Halihazırda 1,2 milyar metreküp doğal gaz depolanabilen tesis, devam eden kapasite artırma çalışmalarının tamamlanmasıyla 5,4 milyar metreküp depolama kapasitesine ulaşacak. Tesis yeni kapasitesiyle dünyada tuz yapılarındaki en büyük doğal gaz depolama tesisi haline gelecek.
Tuz Gölü Doğal Gaz Depolama Tesisi İşletme Müdürü İbrahim Kaymaz, yaklaşık 1500 metre derinlikteki tuz tabakalarının tatlı suyla çözdürülmesi sonucunda oluşturulan suni mağaralarda doğal gaz depolama işlemi yapıldığını anlattı.

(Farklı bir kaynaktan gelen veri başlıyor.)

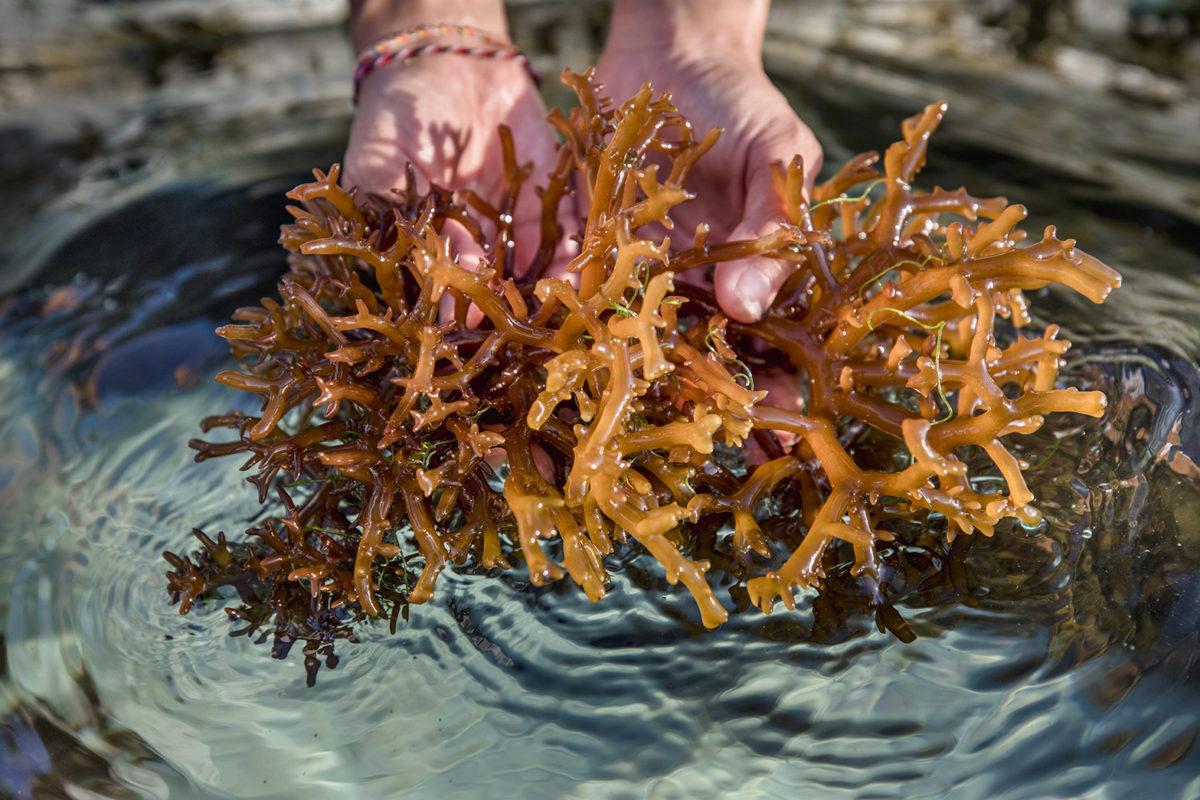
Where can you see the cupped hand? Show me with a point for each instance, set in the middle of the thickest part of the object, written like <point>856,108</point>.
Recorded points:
<point>442,114</point>
<point>733,184</point>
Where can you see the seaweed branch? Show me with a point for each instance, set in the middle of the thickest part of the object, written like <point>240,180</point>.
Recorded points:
<point>612,401</point>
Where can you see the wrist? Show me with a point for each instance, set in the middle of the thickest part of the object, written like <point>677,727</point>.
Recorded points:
<point>690,29</point>
<point>372,19</point>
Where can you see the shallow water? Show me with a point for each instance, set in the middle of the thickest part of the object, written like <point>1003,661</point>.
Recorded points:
<point>1061,666</point>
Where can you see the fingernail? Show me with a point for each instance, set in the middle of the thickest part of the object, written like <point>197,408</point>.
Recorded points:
<point>754,292</point>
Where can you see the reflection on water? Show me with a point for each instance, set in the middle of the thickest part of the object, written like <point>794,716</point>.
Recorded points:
<point>1062,665</point>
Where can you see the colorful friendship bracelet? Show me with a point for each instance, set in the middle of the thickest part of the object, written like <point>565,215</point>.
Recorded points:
<point>399,47</point>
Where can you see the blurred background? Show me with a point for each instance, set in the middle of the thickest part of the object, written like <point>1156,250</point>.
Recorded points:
<point>96,95</point>
<point>145,146</point>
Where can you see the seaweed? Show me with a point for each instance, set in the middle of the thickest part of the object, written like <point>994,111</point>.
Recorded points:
<point>616,405</point>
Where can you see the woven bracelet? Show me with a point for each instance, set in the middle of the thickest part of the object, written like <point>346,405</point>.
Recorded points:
<point>406,44</point>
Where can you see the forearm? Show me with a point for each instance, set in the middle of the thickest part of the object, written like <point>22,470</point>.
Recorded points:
<point>371,19</point>
<point>731,29</point>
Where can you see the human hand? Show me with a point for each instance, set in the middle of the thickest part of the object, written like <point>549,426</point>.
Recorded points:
<point>441,113</point>
<point>707,55</point>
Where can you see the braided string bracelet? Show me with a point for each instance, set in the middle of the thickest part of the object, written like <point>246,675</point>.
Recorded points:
<point>406,44</point>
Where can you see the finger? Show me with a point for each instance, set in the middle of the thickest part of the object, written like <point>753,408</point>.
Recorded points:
<point>747,287</point>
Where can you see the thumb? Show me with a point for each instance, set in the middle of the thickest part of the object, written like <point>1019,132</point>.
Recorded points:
<point>747,287</point>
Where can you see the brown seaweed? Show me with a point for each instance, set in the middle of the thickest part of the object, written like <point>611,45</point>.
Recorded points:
<point>399,439</point>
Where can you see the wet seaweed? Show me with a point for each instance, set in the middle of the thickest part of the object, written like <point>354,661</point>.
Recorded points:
<point>617,404</point>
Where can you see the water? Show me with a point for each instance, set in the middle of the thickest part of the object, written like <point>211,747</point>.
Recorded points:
<point>1059,663</point>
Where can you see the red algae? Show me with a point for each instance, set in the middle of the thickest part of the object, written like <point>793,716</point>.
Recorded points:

Söz konusu işlemle elde edilen tuzlu suyun 40 kilometrelik bir hat aracılığıyla Tuz Gölü'ne aynı yoğunlukta deşarj edildiğine dikkati çeken Kaymaz, "Böylece Tuz Gölü'nde flamingolar için bir yaşam alanı da oluşturmaktayız. Geçmiş yıllara baktığımızda flamingoların sayısında çok ciddi bir artış olduğunu gözlemlemekteyiz." dedi.
Tesisin işleyişini anlatan Kaymaz, şunları kaydetti:
"Kayseri-Konya ana hattından aldığımız doğal gaza öncelikli olarak bir ön filtreleme işlemi yapıyoruz. Daha sonra aldığımız gazın ölçümlerini yapıyoruz. Ortalama 70-75 barda aldığımız gazı, kompresörler vasıtasıyla 200 bara çıkararak yer altına depoluyoruz. Daha sonra, ihtiyaç halinde Ankara'daki SCADA merkezimizden ve gaz kontrol merkezimizin talebi üzerine tesislerimiz geri üretim için devreye girmekte. Kuyulardaki gazı öncelikli olarak içerisinde herhangi bir su gazı ve benzeri maddelerden arındırmak için ön filtrelemeye tabi tutuyoruz. Isıtma gerekiyorsa ısıtma işlemlerini yaparak, basınç düşürme ve akabinde kurutma işlemini yaparak ölçümleme sonrasında ana hattımıza tekrar geri veriyoruz."
Kaymaz, devam eden kapasite arttırma çalışmalarıyla ilgili, "Tesisimiz şu anda 40 milyon metreküp günlük geri üretim kapasitesine sahip. Genişleme projemizle birlikte 80 milyon metreküp günlük geri üretim kapasitesiyle pik zamanlarda Türkiye'nin günlük gaz ihtiyacının yüzde 25'ini karşılayacağız." diye konuştu.
Depolama tesisleriyle tüketicinin kesintisiz doğal gaz kullanımının sağlandığını aktaran Kaymaz, tesisin kış dönemine yüzde 100 doluluk oranıyla girdiğini sözlerine ekledi.